Un fracaso absoluto e inocultable. Las generaciones a las que nos correspondió conducir a México desde el autoritarismo priista hacia la democracia hemos fracasado brutalmente. Teníamos la obligación de construir un país más libre, más justo, más igualitario, y de desmontar las estructuras de corrupción, discrecionalidad y mentira en que se cimentaba el antiguo régimen: un cuarto de siglo -y tres partidos políticos y cuatro presidentes- después, el saldo resulta pavoroso. Por terrible que suene, este México, el México que les heredamos a nuestros hijos y nietos, es aún más brutal, más inequitativo y más salvaje que aquel donde nacimos.

La entrega de la seguridad pública a los militares -así como otros tantos aspectos clave de nuestra vida pública: los puertos, las aduanas, la construcción de infraestructura- no podría ser vista, ni siquiera por López Obrador y su partido, sino como el reconocimiento explícito de esta derrota de la sociedad, del pueblo -para usar la palabra que él mejor manipula- y de la democracia. Poco importa que, según su criterio, haya cambiado de opinión porque no había otra salida: sus dichos significan una claudicación absoluta -porque ni siquiera entrevé o prepara una salida en el futuro- a un problema que ve insoluble.

¿Cómo llegamos aquí? ¿Cómo nos convertimos en uno de los escasísimos países en el orbe que entregan la seguridad pública al Ejército, al lado de Arabia Saudita, Nicaragua, Irán o Birmania? ¿Qué ocurrió para que las esperanzas democráticas del 2000 se viesen radicalmente frustradas al cabo de estos lustros? ¿Cómo permitimos que México se desgajara en una violencia ciega y cómo admitimos que todo lo que nuestros políticos han hecho para revertirla o frenarla haya resultado no solo inútil, sino todavía más dañino? ¿Y cómo es que, a estas alturas, no hemos aprendido nada?

La responsabilidad comienza con el PAN de Fox: en unos pocos meses, su legitimidad se vio minada y su gobierno exhibió su ineficiencia y su torpeza, al tiempo que el PRI bloqueaba cualquier cambio real. Fue entonces, en ese impulso democrático, cuando debimos haber construido un sistema de justicia independiente, eficaz, confiable: nadie se preocupó por ello. En ese mendaz Estado de derecho, diseñado para proteger a los poderosos, distintos grupos criminales, cobijados siempre por los gobernantes, comenzaron a descubrir un escenario propicio.

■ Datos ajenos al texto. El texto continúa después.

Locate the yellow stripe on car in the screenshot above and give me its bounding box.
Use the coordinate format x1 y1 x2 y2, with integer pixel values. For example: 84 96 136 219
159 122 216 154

Aun así, las cifras de homicidios eran las más bajas en mucho tiempo. Obsesionado con legitimarse tras las conflictivas elecciones del 2006 y sin conocer el país que iban a gobernar, Felipe Calderón y el PAN iniciaron la pesadilla: la ocurrencia de enviar a los militares al lado de la policía en operativos conjuntos -la apertura de la caja de Pandora- derivó en la sorpresiva guerra contra el narco y en la puesta en marcha del estado de excepción permanente. Comenzaron a limitarse los derechos -con la prisión preventiva oficiosa, por ejemplo- y el despliegue militar en todo nuestro territorio no solo no contuvo la violencia, sino que la aumentó a niveles nunca vistos. Nuestras cifras de muertes, desapariciones y violaciones a los derechos humanos derivan de esa irresponsable decisión.

El PRI de Peña Nieto apenas hizo otra cosa que disimular la misma estrategia. Ayotzinapa se convirtió en el emblema del contubernio entre el crimen organizado, los militares y los poderes públicos: la culpa fue del Estado porque intervinieron sus órganos, entre ellos el propio Ejército. Tras prometer acabar con la militarización, mecanismos de justicia alternativa y una reforma integral al sistema, López Obrador y Morena han hecho lo contrario: llevar a sus límites la apuesta de Calderón cediendo al chantaje militar y entregando legalmente al Ejército nuestra seguridad. El mismo Ejército de Fox, de Calderón y de Peña. El mismo Ejército que nadie podrá controlar ni supervisar.

Costará muchos años -y enormes esfuerzos- revertir nuestro fracaso. Reconocerlo al menos serviría para que los jóvenes se atrevan a imaginar alternativas al horror fraguado por toda nuestra clase política -PAN, PRI, Morena- con nuestra complicidad o nuestro pasmo.